I've seen quite a few people asking how to view data from a column of data type Attachment in an Access 2007, 2010 or 2013 database.  The answer is that it's not straightforward at all, but it is possible.  There are a few suggestions out there but I wanted to provide a purely ADO.NET solution.  With a bit of help from some existing posts out there and a bit of messing around, I've come up with the solution attached to this post, which was created in VB 2010.

If you open the ACCDB file that is included in the project, you can see the schema and data for the Record table.  When you run the project you will see ID and Description columns in the upper grid corresponding to the rows in that Record table.  When you select a record, the lower grid will be populated with the attachments for that record.  Click on the Open button for an attachment and it will open as though you had double-clicked it in Windows Explorer.

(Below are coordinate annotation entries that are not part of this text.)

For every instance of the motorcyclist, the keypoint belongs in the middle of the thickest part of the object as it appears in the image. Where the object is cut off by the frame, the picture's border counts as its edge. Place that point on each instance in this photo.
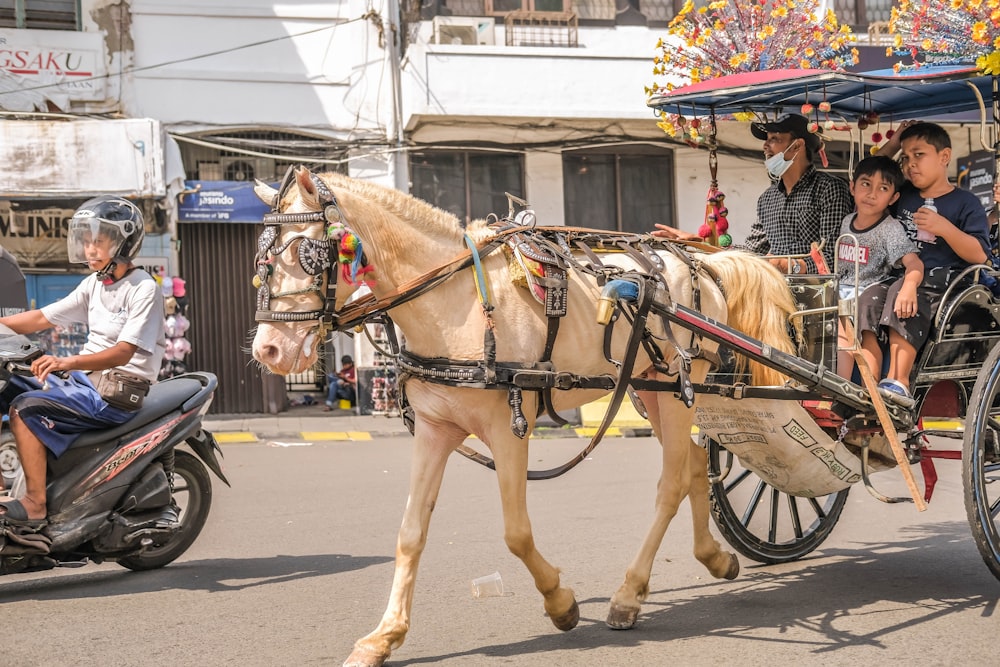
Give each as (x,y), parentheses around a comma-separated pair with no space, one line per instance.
(123,308)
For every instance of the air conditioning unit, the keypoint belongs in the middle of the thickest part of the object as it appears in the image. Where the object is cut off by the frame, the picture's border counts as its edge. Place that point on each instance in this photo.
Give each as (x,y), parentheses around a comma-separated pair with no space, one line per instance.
(469,30)
(246,168)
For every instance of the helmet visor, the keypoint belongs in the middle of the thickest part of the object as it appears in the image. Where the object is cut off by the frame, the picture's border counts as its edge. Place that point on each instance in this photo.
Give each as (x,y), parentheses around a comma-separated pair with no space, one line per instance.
(92,238)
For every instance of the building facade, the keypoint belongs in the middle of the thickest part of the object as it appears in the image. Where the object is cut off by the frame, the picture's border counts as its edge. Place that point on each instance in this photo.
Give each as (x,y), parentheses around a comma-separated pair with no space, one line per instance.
(182,105)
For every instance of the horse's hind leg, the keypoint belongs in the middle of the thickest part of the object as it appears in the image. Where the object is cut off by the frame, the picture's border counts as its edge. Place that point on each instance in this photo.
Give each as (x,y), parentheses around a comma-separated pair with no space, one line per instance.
(511,456)
(721,564)
(679,478)
(430,454)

Note that the data for an attachment is saved to a file in the Temp folder when you open it.  The app attempts to clean up any such files when it closes but, if the file is not closed before you close the app or you stop debugging in VS instead of closing the form, the temp file will not be deleted.

If you have any questions, please make absolutely sure that you have read the code and the comments thoroughly before posting it here.  If you ask a question that is already answered in the aforementioned code or comments then none at all will be the best response you will get and may not be the worst.  Also, this project can be opened in VS 2010 or 2012 and VB 2010 Express or VS Express 2012 for Windows Desktop.  I will be creating a C# version but I will not be redoing the project for any older versions of VB.  If that's all you have then you can either just read the code file or just install a newer version, which can be done without affecting your current version.

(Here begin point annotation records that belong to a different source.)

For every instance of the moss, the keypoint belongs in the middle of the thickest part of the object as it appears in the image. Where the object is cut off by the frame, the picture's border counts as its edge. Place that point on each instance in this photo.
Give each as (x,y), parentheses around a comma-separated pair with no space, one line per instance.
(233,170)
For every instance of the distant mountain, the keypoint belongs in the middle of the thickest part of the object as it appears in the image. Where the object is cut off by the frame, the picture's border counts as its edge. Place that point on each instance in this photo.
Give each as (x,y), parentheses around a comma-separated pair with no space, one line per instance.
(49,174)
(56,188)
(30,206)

Note that I am hoping to be able to enhance this sample to allow saving of attachments too but that will take a bit more research and testing.  I know what some of the header data on the file contents is but not all at this stage.  Also, I'd like to acknowledge the following two posts in helping me to create this sample:

http://social.msdn.microsoft.com/For...6-ebb44a70fef8
http://social.msdn.microsoft.com/For...F-8B8A26D54B85

----------


## jmcilhinney

The attachment in post #1 has been updated with some small changes that do not affect the user experience.  The original file contents is now extracted from the file data field when an attachment is opened instead of immediately after the data is retrieved.  Also, a clearer indication of the actual purpose of the header contents has been included in the code, although that header data is not really used at this point.

----------


## jmcilhinney

The attachment in post #1 has been updated again.  The temp file created is now deleted when the process that opened it exits.  Not all files correspond to a new process though, so those ones will still be deleted when the app itself closes.

----------


## TheThinker

Thanks.. Quite Helpful..

----------


## jmcilhinney

I find it curious that, based on the number of views that this thread has had and the number of views the attachment has had, well under 10% of those who visit this thread download the attached solution.  If anyone who falls into the majority group would care to explain why, I would be interested to hear.

----------


## jayinthe813

This is very neat.  Thanks for posting it.

----------


## Johnsquared2

come up with a way to save attachments to the Access DB? I've been beating my head against the wall for a week now trying...

Peace,
J

----------


## jmcilhinney

> come up with a way to save attachments to the Access DB? I've been beating my head against the wall for a week now trying...
> 
> Peace,
> J


It appears that it can't be done using ADO.NET, which is rather disappointing.  I've seen a few examples using DAO and that appears to be the only option from VB.NET.

----------


## Johnsquared2

I've tried to use the DAO, but they use the LoadFromFile and SaveToFile methods and those do not show up in my ObjectBrowser as part of DAO 3.6.... has to be a way...

----------


## Johnsquared2

you have a link to any good examples?

----------


## jayinthe813

Check this out:

http://msdn.microsoft.com/en-us/libr...ffice.12).aspx

----------


## kvsr_ven1976

how to insert the file attachment to database using vb 2010

----------